Discrete structures exercise I have this exercise in my worksheet I am a beginner.
Prove or disprove that if $A,B$ and $C$ are sets such that $A\times B = A \times C$ then $B = C$.
 A: The statement is true if $A\neq \emptyset$. If $x \in A$ and $y \in B$, then $(x,y)\in A\times B=A\times C \Rightarrow y\in C$, so $B\subset C$. By a similar way, we can show that $C\subset B$, so $B=C$.
A: Your new question is also wrong (note that it is considered better style not to change the question, but accept a valid answer and write a new question linking this one).
To your question: If $A = \emptyset$, then $A \times B = \emptyset$ for any $B$, so $B = \{0\}$ and $C = \emptyset$ gives a counterexample.
If we add the condition $A \ne \emptyset$, then your claim is true, for: Let $B, C$ be sets such that $A \times B = A \times C$, choose $a \in A$ (here we need $A \ne \emptyset$).
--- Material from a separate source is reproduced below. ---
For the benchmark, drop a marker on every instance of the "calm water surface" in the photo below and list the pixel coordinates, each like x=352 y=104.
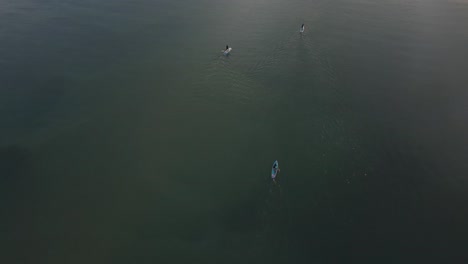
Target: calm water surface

Let $b \in B$, then $(a,b) \in A \times B = A\times C$, so $b \in C$. For $c \in C$, we argue along the same line, we have $(a,c) \in A \times C = A \times B$, so $c \in B$. This gives $B = C$.
A: Now that another answer also has a complete proof, here is how I would do this: simplify the equation $\;A \times B = A \times C\;$ by expanding the definitions and simplifying the resulting predicate logic expression.
In other words,
\begin{align}
& A \times B = A \times C \\
\equiv & \;\;\;\;\;\text{"extensionality; definition of $\;\times\;$, twice"} \\
& \langle \forall x,y :: x \in A \land y \in B \;\equiv\; x \in A \land y \in C \rangle \\
\equiv & \;\;\;\;\;\text{"extract common part out of $\;\equiv\;$"} \\
& \langle \forall x,y :: x \in A \Rightarrow (y \in B \equiv y \in C) \rangle \\
\equiv & \;\;\;\;\;\text{"expand $\;\Rightarrow\;$; split into two independent quantifications"} \\
& \langle \forall x :: x \not\in A \rangle \;\lor\; \langle \forall y :: y \in B \equiv y \in C \rangle \\
\equiv & \;\;\;\;\;\text{"definition of $\;\emptyset\;$; extensionality"} \\
& A = \emptyset \;\lor\; B = C \\
\end{align}
So the fact that $\;A = \emptyset\;$ is a special case automatically follows from the calculation.
A: consider all US citizens and subtract lets say all brazilians.
now consider again all US citizens and subtract lets say all chinese. 
what do you get? and do all brazilians equal all chinese citizens?
A: Take $A = \{1,2,3\}$, $B = \{3,4\}$ and $C = \{3,5\}$. Then $A \backslash B = A \backslash C$ but $B \neq C$.